On 03Jul2016 1556, Terry Reedy wrote:
On 7/3/2016 4:22 PM, Brett Cannon wrote:

So if we really wanted to go this route of breaking out the stdlib, I
think we have two options. One is to have the cpython repo represent the
CPython interpreter and then have a separate stdlib repo. The other
option is to still have cpython represent the interpreter but then each
stdlib module have their own repository.

Option 3 is something in between: groups of stdlib modules in their own
repository.  An obvious example:  a gui group with _tkinter, tkinter,
idlelib, turtle, turtledemo, and their doc files.  Having 100s of
repositories would not work well with with TortoiseHg.


A rough count of how I'd break up the current 3.5 Lib folder (which I happened to have handy) suggests no more than 50 repos. But there'd be no need to have all of them checked out just to build - only the ones you want to modify. And in that case, you'd probably have a stable Python to work against the separate package repo and wouldn't need to clone the core one. (I'm envisioning a build process that generates wheels from online sources and caches them. So updating the stdlib wheel cache would be part of the build process, but then the local wheels are used to install.)
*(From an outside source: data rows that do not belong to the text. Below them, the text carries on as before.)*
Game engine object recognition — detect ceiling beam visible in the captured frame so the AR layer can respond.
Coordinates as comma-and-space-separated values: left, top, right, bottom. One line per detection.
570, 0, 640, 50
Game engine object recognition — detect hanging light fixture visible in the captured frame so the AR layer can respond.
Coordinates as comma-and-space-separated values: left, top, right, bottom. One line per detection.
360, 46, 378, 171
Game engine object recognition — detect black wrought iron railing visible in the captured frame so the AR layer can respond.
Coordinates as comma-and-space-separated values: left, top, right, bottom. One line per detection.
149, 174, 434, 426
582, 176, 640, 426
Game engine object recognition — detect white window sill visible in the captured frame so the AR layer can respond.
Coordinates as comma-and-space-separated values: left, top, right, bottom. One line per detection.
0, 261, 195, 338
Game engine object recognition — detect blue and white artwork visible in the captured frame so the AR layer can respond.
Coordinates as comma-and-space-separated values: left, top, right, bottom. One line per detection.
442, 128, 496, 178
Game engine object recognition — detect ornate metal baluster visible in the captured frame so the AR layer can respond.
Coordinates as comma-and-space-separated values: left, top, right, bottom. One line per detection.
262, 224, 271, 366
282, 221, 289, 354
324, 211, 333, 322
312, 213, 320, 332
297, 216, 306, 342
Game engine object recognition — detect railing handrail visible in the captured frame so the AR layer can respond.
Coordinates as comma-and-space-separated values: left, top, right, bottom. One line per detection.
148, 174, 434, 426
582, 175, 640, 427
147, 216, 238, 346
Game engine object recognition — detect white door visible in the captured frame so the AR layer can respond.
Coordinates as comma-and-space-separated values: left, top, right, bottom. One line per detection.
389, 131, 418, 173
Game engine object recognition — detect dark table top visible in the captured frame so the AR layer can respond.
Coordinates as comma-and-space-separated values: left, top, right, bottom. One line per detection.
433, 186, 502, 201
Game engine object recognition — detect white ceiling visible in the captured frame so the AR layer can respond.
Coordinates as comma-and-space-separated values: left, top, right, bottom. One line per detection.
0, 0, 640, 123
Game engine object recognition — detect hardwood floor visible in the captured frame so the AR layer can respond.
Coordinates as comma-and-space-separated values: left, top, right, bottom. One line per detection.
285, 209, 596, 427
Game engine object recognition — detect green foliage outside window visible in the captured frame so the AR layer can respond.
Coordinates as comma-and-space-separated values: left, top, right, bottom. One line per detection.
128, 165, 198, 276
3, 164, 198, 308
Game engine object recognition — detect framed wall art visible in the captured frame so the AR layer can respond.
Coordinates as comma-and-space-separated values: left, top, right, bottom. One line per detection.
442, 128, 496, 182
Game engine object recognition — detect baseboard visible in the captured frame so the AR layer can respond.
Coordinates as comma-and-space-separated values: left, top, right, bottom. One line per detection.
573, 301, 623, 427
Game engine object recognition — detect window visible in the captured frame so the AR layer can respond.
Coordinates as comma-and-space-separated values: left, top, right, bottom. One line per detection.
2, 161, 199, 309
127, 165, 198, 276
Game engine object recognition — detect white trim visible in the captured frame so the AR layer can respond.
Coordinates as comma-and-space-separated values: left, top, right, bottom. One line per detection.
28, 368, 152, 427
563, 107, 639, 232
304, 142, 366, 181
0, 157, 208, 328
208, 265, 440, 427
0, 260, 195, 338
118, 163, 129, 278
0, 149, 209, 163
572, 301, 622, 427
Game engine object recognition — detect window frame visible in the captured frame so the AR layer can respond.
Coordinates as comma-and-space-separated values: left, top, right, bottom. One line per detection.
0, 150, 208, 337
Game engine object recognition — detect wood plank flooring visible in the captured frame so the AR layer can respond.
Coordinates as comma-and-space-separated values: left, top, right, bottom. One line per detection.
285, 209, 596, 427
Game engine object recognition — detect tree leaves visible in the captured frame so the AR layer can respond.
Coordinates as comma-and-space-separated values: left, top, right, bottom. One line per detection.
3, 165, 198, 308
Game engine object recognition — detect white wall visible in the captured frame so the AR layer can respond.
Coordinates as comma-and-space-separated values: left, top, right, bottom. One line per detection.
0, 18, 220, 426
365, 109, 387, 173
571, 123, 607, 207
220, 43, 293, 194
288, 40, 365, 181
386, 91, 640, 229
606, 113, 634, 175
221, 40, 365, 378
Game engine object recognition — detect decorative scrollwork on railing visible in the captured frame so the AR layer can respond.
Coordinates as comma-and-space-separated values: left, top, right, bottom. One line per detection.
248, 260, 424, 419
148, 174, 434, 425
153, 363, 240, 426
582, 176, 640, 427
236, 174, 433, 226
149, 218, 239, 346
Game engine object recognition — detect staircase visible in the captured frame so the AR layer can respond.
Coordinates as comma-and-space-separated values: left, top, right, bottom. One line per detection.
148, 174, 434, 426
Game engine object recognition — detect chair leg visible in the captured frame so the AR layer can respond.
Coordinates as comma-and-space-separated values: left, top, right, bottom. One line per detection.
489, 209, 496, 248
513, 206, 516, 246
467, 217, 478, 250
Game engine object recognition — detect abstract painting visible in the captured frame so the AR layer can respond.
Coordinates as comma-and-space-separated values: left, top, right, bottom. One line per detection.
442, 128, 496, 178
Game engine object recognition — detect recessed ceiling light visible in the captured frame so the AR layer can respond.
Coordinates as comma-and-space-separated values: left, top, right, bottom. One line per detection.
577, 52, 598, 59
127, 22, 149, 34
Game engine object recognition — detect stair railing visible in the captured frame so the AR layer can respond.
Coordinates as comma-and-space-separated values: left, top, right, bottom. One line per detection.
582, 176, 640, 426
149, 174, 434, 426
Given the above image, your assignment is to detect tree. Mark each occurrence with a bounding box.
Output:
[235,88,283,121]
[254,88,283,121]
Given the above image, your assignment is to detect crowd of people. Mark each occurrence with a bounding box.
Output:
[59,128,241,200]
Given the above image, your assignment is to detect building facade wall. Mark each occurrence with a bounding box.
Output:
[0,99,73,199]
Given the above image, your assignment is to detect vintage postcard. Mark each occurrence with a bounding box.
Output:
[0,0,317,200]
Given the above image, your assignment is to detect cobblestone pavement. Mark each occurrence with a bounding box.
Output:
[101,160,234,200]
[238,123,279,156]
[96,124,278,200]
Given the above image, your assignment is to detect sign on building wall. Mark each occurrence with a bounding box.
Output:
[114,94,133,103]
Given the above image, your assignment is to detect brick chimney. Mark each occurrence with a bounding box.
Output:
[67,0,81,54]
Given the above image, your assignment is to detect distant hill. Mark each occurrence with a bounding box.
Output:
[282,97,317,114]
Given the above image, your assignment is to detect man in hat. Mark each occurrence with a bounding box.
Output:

I personally would only have about 5 repos cloned on any of my dev machines (core, ctypes, distutils, possibly tkinter, ssl), as I rarely touch any other packages. (Having those separate from core is mostly for the versioning benefits - I doubt we could ever release Python without them, but it'd be great to be able to update distutils, ctypes or ssl in place with a simple pip/package mgr command.)